Enfant terrible du rock français, Saez compte dans ses influences des artistes de la chanson poétique comme Ferré, Brel, ou Patti Smith, mais aussi des influences littéraires telles que Rimbaud et Baudelaire, dont il met en musique certains poèmes comme « Femmes damnées ».
Mais le parallèle ne s’arrête pas là car Saez compte parmi les poètes maudits de la génération des désabusés dont il peint la chronique avec force et rage, extrémisme aussi, toujours à contre-courant du mouvement halluciné de la société quotidienne, toujours en marge pour mieux révéler les aspérités et nuances d’une génération qu’il observe de loin.   
Du poète maudit, Saez a les forces et les faiblesses : visionnaire, écorché, en proie au spleen baudelairien, volontairement isolé, parfois même trop lointain : « Il reste un artiste totalement obnubilé par son œuvre, grillant ses années de vie comme il allume ses cigarettes, trop vite et trop souvent.

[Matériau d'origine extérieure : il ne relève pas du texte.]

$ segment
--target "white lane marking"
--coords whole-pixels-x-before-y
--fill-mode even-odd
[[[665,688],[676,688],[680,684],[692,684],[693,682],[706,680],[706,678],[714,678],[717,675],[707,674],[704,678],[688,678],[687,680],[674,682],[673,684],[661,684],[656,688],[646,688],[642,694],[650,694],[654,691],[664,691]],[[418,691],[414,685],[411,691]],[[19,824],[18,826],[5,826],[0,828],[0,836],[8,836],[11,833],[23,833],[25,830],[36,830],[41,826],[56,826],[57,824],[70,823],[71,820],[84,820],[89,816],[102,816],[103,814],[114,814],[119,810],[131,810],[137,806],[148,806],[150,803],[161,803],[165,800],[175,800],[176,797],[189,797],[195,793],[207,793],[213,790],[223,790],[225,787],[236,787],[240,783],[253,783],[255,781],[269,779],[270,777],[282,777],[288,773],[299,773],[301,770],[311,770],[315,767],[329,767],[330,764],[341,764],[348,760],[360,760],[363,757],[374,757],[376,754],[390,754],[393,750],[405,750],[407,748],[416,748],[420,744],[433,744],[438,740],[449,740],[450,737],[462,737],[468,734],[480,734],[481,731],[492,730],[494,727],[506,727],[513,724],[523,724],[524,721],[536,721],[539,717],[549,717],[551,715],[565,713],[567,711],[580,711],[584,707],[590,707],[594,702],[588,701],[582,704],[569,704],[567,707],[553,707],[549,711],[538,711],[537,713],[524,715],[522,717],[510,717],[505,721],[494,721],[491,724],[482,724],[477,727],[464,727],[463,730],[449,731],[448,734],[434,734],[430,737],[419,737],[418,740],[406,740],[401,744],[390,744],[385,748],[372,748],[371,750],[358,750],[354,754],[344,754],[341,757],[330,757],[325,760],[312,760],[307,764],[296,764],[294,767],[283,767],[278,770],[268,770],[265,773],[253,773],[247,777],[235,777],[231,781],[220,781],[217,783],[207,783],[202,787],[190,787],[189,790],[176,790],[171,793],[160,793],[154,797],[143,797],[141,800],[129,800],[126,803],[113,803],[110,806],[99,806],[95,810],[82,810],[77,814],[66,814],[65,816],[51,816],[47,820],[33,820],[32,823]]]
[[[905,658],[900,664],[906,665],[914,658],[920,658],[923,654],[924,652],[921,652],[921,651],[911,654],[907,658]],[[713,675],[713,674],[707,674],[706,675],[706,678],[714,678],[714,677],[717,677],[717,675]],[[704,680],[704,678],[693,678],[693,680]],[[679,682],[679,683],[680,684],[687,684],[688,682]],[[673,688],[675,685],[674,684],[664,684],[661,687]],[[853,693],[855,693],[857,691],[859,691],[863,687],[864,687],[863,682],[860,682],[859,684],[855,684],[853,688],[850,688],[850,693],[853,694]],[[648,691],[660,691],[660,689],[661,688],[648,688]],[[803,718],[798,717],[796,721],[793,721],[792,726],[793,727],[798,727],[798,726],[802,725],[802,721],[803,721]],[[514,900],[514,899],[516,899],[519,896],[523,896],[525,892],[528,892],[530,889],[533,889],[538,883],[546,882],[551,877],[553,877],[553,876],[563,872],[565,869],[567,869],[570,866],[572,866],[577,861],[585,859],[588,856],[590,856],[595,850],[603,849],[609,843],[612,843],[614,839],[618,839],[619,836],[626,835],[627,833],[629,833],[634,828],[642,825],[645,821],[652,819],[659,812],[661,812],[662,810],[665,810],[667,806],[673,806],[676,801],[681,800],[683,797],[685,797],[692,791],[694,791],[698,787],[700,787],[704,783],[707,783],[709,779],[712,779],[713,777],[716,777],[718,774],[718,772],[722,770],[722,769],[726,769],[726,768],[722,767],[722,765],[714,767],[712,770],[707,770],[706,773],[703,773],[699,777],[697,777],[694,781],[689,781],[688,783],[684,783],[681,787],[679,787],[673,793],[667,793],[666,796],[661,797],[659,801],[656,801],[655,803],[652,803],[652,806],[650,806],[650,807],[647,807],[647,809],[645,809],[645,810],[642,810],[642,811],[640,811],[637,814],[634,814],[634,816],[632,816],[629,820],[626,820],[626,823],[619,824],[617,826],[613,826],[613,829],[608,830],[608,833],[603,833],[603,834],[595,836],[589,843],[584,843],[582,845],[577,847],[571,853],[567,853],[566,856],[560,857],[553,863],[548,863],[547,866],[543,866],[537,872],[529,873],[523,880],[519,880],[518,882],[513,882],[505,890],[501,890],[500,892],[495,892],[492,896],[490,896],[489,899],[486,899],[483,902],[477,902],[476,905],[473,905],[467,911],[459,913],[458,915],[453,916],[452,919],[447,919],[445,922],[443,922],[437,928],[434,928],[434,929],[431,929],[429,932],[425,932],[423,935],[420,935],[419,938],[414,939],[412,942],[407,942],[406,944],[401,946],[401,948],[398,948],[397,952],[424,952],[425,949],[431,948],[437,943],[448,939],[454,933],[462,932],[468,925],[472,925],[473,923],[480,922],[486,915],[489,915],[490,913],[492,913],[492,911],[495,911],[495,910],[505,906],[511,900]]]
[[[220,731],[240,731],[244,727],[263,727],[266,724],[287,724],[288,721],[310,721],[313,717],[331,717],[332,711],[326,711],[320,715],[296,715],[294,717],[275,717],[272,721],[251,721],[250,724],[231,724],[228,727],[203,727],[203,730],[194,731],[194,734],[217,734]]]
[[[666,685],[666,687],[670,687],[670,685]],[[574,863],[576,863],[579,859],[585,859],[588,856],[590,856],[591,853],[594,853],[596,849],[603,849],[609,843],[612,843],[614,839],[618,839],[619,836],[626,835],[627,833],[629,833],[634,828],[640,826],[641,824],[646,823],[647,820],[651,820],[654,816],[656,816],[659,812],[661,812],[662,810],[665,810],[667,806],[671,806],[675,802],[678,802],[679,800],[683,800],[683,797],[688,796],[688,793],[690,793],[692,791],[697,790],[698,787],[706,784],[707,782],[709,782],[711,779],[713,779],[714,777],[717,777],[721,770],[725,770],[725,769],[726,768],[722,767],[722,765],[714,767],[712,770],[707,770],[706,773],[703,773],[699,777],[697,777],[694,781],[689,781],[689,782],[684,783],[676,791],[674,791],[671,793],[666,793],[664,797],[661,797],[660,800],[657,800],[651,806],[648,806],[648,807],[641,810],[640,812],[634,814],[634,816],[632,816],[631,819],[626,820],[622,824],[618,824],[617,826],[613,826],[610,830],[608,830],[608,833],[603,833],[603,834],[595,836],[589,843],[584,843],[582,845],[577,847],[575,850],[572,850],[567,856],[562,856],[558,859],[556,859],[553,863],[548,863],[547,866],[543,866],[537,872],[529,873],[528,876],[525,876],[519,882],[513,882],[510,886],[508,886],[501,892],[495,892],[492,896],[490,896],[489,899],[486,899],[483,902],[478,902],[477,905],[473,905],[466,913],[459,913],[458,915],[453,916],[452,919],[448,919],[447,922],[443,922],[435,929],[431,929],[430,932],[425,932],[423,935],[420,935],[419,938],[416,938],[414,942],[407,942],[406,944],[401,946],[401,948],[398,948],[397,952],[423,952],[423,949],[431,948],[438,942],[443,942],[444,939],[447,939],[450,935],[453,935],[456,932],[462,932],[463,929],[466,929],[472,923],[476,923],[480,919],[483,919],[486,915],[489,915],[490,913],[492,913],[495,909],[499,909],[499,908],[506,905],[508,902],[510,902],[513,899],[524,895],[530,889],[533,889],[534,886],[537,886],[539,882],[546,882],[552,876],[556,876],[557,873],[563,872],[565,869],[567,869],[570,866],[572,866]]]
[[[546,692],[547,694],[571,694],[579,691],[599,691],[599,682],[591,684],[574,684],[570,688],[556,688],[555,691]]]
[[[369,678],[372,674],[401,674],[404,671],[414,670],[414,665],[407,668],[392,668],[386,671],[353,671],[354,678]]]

Viscéralement happé par sa prochaine chanson, son futur album, sa prochaine tournée, ses textes et leurs propos, qu’il rédige sans cesse, alimenté par une formule whisky-coca-café-noir déconseillé par l’ordre des médecins. Mélomane – même mégalo parfois, surpris à parler de lui à la troisième personne -, il succombe à lui-même, sans pouvoir refuser l’appel des notes qui le bouleversent au quotidien. » (p. 148-149)
Comme Baudelaire fut taxé d’outrage aux bonnes mœurs, à chaque nouvel album Saez est accusé de provoc’, de dégradant, de pornographique. Son album J’accuse (référence au J’accuse de Zola) présente sur la pochette la photo d’une femme nue assise dans un caddie – on pense à l’accusation d’outrage à la morale publique faite à l’encontre des Fleurs du mal. Celle de Miami présente des fesses à moitié dissimulées derrière une bible : on pense également à l’accusation d’outrage à la morale religieuse faite aux Fleurs du mal.  
Alors, on censure car à côté des femmes en soutif vendant les rondeurs d’une marque il est certain que ses dénonciations de la société de consommation font mauvais genre : « Une femme nue dans un caddie, outrage aux mœurs du commerce ? » (p. 133), dit-il dans une lettre publiée sur son site officiel. Cette censure tellement significative d’une société mensongère où tout est permis pour vendre mais pas dans la création, où on attaque le packaging sans avoir même écouté le contenu, tellement représentatif d’une société superficielle incapable de voir les nuances.
Saez ne s’arrête pas là, joue encore plus de la provoc’ et n’hésite pas à interrompre ses concerts pour rétorquer. Il entretient aussi cette image de pestiféré, se refuse depuis le début de sa carrière à céder à l’abattage médiatique puisque seule compte son œuvre, pas l’image de celui qui l’a écrite. 

Réf. Bib. : Lejeune, Romain. Damien Saez : à corps et à cris. Éditions Braquage, 2014. 154 p.